The trade union representatives from higher education and research explained that staff had already experienced a lack of training on digital skills, digital pedagogy and IT tools before the crisis in most countries. This had made the shift to fully digital teaching and research difficult. Online teaching had a huge impact on workload of staff, mostly on the female staff who had to balance their remote work, increased overtime, and care responsibilities for children and elderly at home. Many university professors were forced to neglect their research duties in order to ensure good preparation and provision of online teaching to their students. Indeed, many questions and unsolved problems emerged in the crisis, such as the change of the nature of the academic job, the role of the private sector in supporting digitalisation, data protection, privacy, surveillance, and intellectual property rights. While higher education teachers had to prepare their own teaching materials, HERSC members reported that the copyright of these materials was often not ensured by universities nor national legislation. Trade unions of higher education and research staff even reported of their experience that private IT providers had begun to sell teachers’ non-copyrighted materials. 

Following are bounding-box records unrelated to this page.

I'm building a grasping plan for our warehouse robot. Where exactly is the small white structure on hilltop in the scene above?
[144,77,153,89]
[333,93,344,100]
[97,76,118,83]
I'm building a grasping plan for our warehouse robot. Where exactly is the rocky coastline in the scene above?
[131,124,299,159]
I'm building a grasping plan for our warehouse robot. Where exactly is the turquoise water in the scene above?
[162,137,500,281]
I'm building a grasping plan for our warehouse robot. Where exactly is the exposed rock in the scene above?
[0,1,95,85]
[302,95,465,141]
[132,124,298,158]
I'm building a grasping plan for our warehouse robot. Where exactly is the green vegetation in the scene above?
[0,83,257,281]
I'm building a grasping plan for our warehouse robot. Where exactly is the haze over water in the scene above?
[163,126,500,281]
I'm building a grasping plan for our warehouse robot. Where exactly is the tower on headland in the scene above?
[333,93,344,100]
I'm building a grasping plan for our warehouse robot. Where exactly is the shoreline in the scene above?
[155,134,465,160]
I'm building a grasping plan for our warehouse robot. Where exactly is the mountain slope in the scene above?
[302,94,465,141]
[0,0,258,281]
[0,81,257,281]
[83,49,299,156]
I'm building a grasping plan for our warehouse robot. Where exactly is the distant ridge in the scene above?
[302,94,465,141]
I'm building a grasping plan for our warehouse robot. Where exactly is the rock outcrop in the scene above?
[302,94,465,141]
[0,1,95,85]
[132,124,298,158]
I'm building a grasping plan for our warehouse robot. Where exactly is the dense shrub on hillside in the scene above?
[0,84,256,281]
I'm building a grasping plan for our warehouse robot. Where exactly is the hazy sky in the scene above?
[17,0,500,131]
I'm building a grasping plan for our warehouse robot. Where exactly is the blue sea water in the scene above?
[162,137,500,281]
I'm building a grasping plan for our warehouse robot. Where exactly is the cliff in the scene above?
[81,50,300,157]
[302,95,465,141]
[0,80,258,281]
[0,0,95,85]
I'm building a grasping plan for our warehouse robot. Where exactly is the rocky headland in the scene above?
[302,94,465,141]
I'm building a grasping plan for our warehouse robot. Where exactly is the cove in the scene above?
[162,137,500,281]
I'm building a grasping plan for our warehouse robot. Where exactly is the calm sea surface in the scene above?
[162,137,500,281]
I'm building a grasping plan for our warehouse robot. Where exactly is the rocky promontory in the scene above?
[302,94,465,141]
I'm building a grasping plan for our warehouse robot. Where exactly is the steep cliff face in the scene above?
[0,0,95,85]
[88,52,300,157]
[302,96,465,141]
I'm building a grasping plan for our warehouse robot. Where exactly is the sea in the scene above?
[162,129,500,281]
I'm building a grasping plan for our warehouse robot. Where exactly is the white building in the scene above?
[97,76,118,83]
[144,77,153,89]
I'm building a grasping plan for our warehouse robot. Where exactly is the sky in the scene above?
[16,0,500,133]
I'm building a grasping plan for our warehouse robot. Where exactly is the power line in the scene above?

The pandemic had also had a serious impact on the application and admission to universities which contributed in some cases to a reduction of universities’ budgets and thus their incapability to pay their own staff, resulting in redundancies of professors and researchers. “Winter is coming”, said the representatives of those trade unions, who expect more cuts in public investment of higher education and research in the future, which will have a detrimental effect on increasing social inequalities among students, on high quality higher education and research, and on decent working conditions for staff.

While politicians argue that online teaching should become the norm, education trade unions demand that ministries respect academic freedom and institutional autonomy alongside a good balance between online and on-site teaching. Academic life cannot be replaced by online learning, laboratory and on-site programmes, and teacher-student and student-student interactions.

HERSC members also discussed at the meeting with the speakers from Directorate Generals of Employment, Education and Research of the European Commission the impact of micro-credentials and  harmonizing graduate tracking systems on financing higher education institutions and academic freedom. The members exchanged views with the European Commission on its future work on researchers’ skills development and its relation to freedom of knowledge and research.

Education trade unions are also preparing for the Rome Ministerial Conference of the Bologna Process countries which will take place on 19 November 2020.